I was well aware that, according to generally accepted theories, the mineral crust of the globe is never in a state of complete rest; the changes produced by the decomposition of its constituent matter, the agitation caused by great liquid currents, and the action of magnetic forces all tend to disturb it, even though the creatures living on the surface may imagine that all is quiet down below. This phenomenon by itself would therefore not have alarmed me, or at least it would not have suggested to my mind the dreadful suspicion which occurred to it.
But there were other facts, other circumstances of a special kind which I could no longer ignore. Loud explosions could be heard with increasing frequency; I could only compare them with the noise which would be made by a great number of waggons driven at full speed along a cobbled street. Before long this noise had become a continuous roll of thunder.
Then the maddened compass, shaken by the electric phenomena, confirmed me in my opinion. The mineral crust was threatening to burst, the granite masses to join up, the fissure to close and the void to be filled while we poor atoms would be crushed in this formidable embrace.
‘Uncle, Uncle,’ I cried, ‘we are done for!’
‘What are you so frightened about now?’ he replied with astonishing calm. ‘What’s the matter?’
‘What’s the matter? Look at these shaking walls, this quivering rock, this torrid heat, this boiling water, these clouds of steam, this crazy needle – all the usual signs of an earthquake!’
My uncle gently shook his head.
‘An earthquake?’ he said.
‘Yes!’
‘My boy, I think you are mistake
n.’
‘What! Don’t you recognize the symptoms?’
‘Of an earthquake? No. I am expecting something better than that.’
‘What do you mean?’
‘An eruption, Axel.’
‘An eruption? You mean you think we are in the shaft of an active volcano?’
‘I do,’ said the Professor with a smile. ‘And I think it’s the best thing that could happen to us.’
The best thing! Had my uncle gone out of his mind? What did he mean? And how could he be so calm and smiling?

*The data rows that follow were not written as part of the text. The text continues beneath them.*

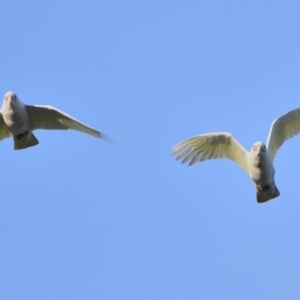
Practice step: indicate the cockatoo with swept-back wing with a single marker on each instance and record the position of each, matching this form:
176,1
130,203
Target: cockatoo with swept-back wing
19,120
258,163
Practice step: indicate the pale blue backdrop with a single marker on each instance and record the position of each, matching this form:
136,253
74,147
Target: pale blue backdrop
84,219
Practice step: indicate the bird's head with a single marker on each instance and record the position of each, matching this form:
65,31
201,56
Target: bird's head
258,149
11,99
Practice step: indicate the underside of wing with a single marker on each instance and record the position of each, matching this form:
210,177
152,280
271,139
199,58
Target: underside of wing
282,129
211,146
48,117
4,132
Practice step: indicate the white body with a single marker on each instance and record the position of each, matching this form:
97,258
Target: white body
258,163
19,120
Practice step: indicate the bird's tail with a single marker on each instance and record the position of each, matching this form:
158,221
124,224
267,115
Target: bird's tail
264,194
23,143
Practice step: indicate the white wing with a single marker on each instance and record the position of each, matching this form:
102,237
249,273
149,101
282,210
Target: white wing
4,132
211,146
282,129
48,117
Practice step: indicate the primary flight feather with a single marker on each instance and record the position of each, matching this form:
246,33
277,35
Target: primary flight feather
258,163
19,120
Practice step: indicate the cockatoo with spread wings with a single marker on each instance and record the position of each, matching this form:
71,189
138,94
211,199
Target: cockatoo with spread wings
18,120
258,163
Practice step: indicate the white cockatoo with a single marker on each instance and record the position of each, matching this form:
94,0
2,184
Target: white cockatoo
258,163
19,120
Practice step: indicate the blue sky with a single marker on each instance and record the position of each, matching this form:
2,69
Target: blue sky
84,219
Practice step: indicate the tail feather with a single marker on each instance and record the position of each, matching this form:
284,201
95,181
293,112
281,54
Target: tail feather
265,195
22,144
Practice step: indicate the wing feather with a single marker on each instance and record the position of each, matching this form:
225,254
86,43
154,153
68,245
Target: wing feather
49,117
4,131
282,129
211,146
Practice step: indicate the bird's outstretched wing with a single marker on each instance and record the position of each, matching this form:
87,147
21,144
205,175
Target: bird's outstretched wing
282,129
48,117
211,146
4,132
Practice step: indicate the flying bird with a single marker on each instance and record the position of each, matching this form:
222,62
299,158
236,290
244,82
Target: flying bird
19,120
258,163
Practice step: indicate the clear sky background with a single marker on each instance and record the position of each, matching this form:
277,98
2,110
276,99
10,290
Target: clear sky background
84,219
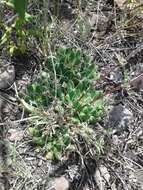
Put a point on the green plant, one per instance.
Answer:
(65, 98)
(14, 34)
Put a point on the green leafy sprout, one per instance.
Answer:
(66, 102)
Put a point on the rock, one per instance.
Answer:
(60, 183)
(7, 76)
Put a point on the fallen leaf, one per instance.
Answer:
(137, 82)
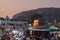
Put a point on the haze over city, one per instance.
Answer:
(12, 7)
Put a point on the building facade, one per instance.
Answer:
(9, 23)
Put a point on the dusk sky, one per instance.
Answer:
(11, 7)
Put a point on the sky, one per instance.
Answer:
(12, 7)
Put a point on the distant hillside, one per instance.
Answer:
(46, 13)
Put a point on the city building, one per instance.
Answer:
(9, 22)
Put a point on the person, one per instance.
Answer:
(3, 37)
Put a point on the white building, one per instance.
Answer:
(10, 23)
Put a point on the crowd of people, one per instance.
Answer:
(15, 34)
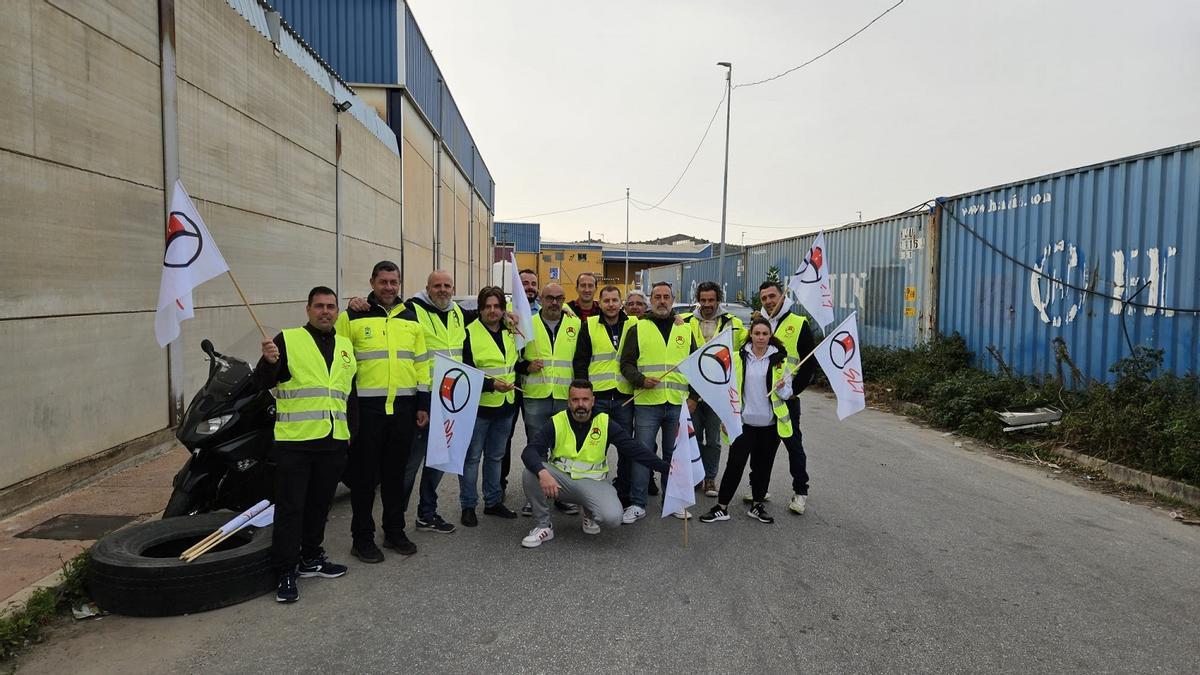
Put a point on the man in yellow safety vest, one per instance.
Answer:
(567, 460)
(313, 370)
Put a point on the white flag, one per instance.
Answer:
(709, 371)
(244, 518)
(191, 258)
(840, 357)
(456, 390)
(810, 284)
(521, 308)
(687, 470)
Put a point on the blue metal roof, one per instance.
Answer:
(358, 37)
(525, 237)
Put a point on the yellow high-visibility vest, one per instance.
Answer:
(390, 353)
(588, 460)
(493, 363)
(312, 401)
(557, 372)
(604, 371)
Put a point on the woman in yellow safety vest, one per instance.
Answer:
(765, 387)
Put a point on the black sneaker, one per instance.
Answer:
(366, 551)
(400, 543)
(435, 524)
(287, 591)
(501, 511)
(759, 512)
(714, 514)
(322, 567)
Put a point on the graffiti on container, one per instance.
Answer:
(1061, 278)
(1126, 279)
(1013, 202)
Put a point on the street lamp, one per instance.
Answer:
(725, 189)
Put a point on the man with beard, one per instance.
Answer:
(706, 323)
(796, 334)
(586, 288)
(576, 443)
(652, 350)
(393, 387)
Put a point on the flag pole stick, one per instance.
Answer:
(251, 310)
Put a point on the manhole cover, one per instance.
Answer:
(76, 526)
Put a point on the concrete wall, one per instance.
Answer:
(82, 183)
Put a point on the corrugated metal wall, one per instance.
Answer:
(1015, 260)
(358, 37)
(881, 268)
(706, 269)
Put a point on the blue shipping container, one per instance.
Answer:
(1062, 257)
(883, 269)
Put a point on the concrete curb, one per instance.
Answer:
(1149, 482)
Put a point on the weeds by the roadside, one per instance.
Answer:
(22, 627)
(1144, 418)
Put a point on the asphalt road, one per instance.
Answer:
(915, 555)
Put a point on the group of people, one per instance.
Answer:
(597, 371)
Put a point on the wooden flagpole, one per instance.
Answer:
(251, 310)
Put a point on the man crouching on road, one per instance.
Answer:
(313, 369)
(577, 444)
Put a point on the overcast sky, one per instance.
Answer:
(571, 101)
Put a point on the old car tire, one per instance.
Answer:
(137, 571)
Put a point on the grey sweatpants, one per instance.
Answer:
(597, 497)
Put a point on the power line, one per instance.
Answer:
(696, 151)
(814, 59)
(565, 210)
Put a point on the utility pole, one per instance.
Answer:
(627, 242)
(725, 189)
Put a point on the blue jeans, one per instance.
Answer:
(624, 418)
(648, 420)
(487, 443)
(537, 413)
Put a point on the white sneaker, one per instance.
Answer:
(633, 514)
(589, 526)
(537, 536)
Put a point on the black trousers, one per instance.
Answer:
(378, 458)
(759, 444)
(507, 463)
(305, 482)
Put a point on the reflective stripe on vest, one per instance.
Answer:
(586, 460)
(655, 357)
(604, 370)
(443, 338)
(492, 362)
(312, 402)
(557, 371)
(385, 348)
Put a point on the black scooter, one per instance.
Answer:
(228, 429)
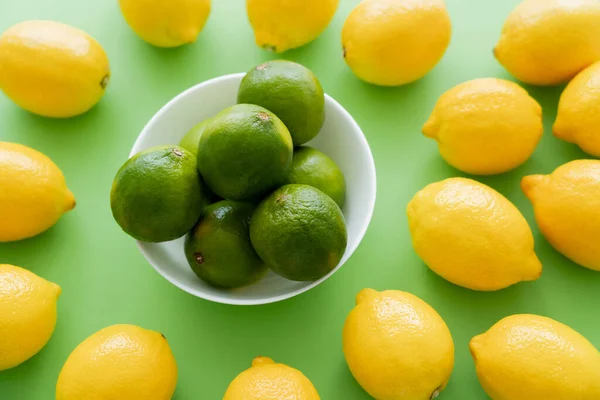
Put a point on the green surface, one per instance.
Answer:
(105, 279)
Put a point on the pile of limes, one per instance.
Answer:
(242, 187)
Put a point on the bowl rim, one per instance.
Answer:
(269, 299)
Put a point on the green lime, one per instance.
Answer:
(292, 92)
(191, 139)
(157, 194)
(245, 152)
(219, 250)
(299, 232)
(314, 168)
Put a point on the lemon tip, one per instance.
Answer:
(260, 360)
(365, 295)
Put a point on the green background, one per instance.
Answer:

‘What!’ I exclaimed. ‘We are caught in the midst of an eruption! Fate has flung us in the path of burning lava, molten rock, boiling water, and all sorts of eruptive matter! We are going to be thrown out, expelled, rejected, vomited, spat into the air, along with fragments of rock and a rain of ashes and cinders, in a whirlwind of flame! And you say that that is the best thing that could happen to us!’
‘Yes,’ replied the Professor, looking at me over the top of his spectacles. ‘Because it’s the only chance we have of returning to the surface of the earth.’
I will say nothing of the countless ideas which then crossed each other in my mind. My uncle was right, absolutely right; and never had he struck me as bolder or more self-assured than at that moment when he was calmly working out the chances of being involved in an eruption.
In the meantime we went on rising: the night went by in this continued ascent, with the din around us growing louder all the time. I was almost suffocated and thought my last hour was approaching; yet imagination is such a strange thing that I devoted myself to a really childish speculation. But I was the victim, not the master of my thoughts.
It was obvious that we were being carried upwards by an eruptive thrust; under the raft there was boiling water, and under that a whole mass of lava, an agglomeration of rocks, which, when expelled from the crater, would be scattered in all directions. We were therefore in the chimney of a volcano; there was no room for doubt on that score.